I suspect that Flashget would have done what I wanted but my patience with its rather brief help file was waning. I decided to turn all the links into working HTML links by doing another find-and-replace and placing the bare minimum of tags at the start and end of the page. Although I used to have a good working knowledge of basic HTML, I couldn’t remember much, I initially tried using square brackets! Opera kept opening my feeble attempts as pure text displaying all of the HTML source. Obviously my HTML was wrong.
Next step was to open a blank page in a WYSIWYG editor, go to the source code and place all my links in the body. I had relearnt enough now to know that my links were correctly tagged.
Unfortunately, when I saved the file, Netscape Composer nicely placed a few extra bits in my links which caused them to link to the local computer. Specifically I found it had added %3F at the start and end of each of my links. Now, I don’t know what this little group of characters really does, but I suspected it was the cause of my links being screwed when I opened the page in a browser.
So, I copied all of the source over to Word again, intending to find-and-replace all those %3Fs. Although Word displayed it as a web page, I found the menu item that lets you view the source. I did that and it opened up a little HTML editor which had a find-replace function.
With the changes made, I saved, I opened, and it worked! Now I could open it in IE and use Flashget to download all links on the page.
I thought about everything I’d done and tried to eliminate as many steps as possible so I could quickly do the same with the rest.
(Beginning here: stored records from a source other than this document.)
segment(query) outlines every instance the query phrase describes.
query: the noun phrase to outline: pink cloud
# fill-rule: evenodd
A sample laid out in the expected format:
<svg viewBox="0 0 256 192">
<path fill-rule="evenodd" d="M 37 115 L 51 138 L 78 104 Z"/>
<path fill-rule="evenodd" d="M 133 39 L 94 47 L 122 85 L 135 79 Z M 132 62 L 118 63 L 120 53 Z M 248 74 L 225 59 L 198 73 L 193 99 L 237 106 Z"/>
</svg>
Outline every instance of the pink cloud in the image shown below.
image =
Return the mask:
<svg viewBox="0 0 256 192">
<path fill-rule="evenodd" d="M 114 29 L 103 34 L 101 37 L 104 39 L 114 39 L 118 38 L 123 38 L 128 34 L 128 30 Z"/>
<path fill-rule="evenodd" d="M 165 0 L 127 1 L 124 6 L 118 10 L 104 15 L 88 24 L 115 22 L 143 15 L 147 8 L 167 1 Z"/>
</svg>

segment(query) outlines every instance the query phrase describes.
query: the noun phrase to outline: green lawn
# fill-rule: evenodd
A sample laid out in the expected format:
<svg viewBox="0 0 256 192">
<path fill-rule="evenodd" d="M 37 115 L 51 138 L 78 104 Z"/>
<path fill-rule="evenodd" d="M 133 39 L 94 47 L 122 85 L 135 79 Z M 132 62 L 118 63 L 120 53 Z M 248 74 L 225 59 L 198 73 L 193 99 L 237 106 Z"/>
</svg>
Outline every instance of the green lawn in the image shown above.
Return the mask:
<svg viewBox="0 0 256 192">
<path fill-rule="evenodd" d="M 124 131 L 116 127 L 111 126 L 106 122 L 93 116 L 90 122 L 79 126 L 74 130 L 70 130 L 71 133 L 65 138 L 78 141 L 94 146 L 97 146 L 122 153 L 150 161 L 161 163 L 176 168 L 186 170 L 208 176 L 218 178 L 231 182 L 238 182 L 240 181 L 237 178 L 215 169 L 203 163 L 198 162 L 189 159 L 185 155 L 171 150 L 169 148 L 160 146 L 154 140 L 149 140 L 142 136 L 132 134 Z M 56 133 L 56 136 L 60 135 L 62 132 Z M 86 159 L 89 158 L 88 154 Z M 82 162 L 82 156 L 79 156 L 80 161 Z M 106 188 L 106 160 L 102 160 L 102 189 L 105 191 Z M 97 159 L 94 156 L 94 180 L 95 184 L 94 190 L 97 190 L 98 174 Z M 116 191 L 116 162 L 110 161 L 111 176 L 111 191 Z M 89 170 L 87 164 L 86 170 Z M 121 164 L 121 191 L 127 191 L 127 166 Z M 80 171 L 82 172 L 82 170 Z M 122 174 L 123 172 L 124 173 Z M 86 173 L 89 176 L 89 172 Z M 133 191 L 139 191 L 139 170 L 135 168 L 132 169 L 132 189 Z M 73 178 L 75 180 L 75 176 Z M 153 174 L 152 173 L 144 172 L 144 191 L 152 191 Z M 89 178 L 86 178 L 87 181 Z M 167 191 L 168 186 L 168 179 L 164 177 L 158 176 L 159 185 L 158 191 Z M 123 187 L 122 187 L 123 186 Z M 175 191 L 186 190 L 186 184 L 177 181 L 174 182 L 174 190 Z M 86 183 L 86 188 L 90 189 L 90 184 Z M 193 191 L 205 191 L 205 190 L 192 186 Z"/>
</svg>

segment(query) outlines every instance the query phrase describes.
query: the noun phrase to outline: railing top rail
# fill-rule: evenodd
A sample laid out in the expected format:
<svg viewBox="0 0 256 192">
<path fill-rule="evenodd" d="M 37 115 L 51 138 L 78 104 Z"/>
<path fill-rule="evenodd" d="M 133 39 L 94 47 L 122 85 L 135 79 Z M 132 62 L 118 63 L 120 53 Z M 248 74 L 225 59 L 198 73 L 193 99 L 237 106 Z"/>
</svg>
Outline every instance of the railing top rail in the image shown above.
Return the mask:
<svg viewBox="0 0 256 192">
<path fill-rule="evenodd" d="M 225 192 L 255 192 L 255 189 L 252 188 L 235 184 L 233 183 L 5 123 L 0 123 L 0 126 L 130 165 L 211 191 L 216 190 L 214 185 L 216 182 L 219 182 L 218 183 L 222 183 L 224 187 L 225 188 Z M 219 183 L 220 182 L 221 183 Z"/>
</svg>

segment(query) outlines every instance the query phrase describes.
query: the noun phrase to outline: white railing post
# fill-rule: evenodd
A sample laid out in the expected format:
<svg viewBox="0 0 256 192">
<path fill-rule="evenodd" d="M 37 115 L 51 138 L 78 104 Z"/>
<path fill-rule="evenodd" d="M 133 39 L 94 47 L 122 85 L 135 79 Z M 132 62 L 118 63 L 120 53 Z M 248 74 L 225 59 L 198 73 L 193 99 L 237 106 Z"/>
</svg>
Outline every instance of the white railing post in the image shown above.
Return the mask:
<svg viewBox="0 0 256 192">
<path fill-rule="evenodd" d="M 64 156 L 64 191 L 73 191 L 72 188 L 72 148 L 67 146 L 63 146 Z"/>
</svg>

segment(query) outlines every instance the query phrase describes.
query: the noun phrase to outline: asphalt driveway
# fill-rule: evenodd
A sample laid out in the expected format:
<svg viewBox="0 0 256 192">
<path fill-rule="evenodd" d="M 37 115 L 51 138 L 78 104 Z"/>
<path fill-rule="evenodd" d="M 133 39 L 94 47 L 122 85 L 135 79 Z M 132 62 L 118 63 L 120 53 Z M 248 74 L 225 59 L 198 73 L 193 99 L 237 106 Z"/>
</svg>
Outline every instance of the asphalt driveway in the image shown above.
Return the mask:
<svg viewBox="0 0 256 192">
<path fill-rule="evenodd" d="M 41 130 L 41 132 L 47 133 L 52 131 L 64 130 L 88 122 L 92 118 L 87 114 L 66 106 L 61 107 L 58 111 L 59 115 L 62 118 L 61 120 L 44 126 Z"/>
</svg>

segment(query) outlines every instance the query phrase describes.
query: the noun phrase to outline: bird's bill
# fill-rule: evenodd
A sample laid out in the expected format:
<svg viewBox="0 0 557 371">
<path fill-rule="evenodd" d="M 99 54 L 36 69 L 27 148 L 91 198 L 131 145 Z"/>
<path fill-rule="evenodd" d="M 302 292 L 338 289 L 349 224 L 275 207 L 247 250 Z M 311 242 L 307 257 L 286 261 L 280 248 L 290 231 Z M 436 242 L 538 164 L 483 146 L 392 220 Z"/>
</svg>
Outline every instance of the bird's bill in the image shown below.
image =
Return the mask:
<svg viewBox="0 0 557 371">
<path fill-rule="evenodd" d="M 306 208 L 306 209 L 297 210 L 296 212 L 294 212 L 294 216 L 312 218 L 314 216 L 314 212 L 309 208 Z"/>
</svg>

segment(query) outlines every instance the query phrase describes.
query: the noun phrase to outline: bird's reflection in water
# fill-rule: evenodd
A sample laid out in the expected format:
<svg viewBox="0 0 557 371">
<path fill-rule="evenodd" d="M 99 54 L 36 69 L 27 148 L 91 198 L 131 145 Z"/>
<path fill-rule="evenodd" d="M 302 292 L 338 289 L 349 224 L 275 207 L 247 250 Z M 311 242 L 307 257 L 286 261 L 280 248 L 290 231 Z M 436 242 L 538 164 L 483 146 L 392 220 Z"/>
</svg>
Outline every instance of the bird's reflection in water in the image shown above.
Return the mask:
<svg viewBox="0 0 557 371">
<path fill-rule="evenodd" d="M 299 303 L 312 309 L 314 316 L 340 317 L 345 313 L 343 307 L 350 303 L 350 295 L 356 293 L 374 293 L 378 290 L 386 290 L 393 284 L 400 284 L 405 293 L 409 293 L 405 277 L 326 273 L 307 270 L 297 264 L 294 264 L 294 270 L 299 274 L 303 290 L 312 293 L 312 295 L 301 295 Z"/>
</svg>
At this stage I still had a problem with my own HTML coding and so I needed to use Composer or something similar.
On my attempt with the next PDF it all worked smoothly, in fact I used Mozilla’s Composer rather than Netscape’s and it didn’t add those %3Fs so it was all done in a couple of steps.
“This is getting better” I thought.
When I tried the last one though, I ran into problems. Initially I shunned Composer and used Word to get me a blank web page in which to insert my links. However, Word insisted on removing everything between the quote marks in my links when I saved. I went back to Composer. It decided it preffered to include %3F in my links after all. I went through and removed them with Word and resaved, but when I opened the page, the links still pointed at the local computer. I spent a lot of time comparing one of my successfull pages with this one and couldn’t find anything. I then tried pasting my links from the good page into my latest failure and it worked. So there was something wrong with the actual links. I compared the links character by character and they were identical to the good ones. At around the peak of my frustration I noticed the quote marks were different. The good links had basic straight up and down " and the bad ones were slanted.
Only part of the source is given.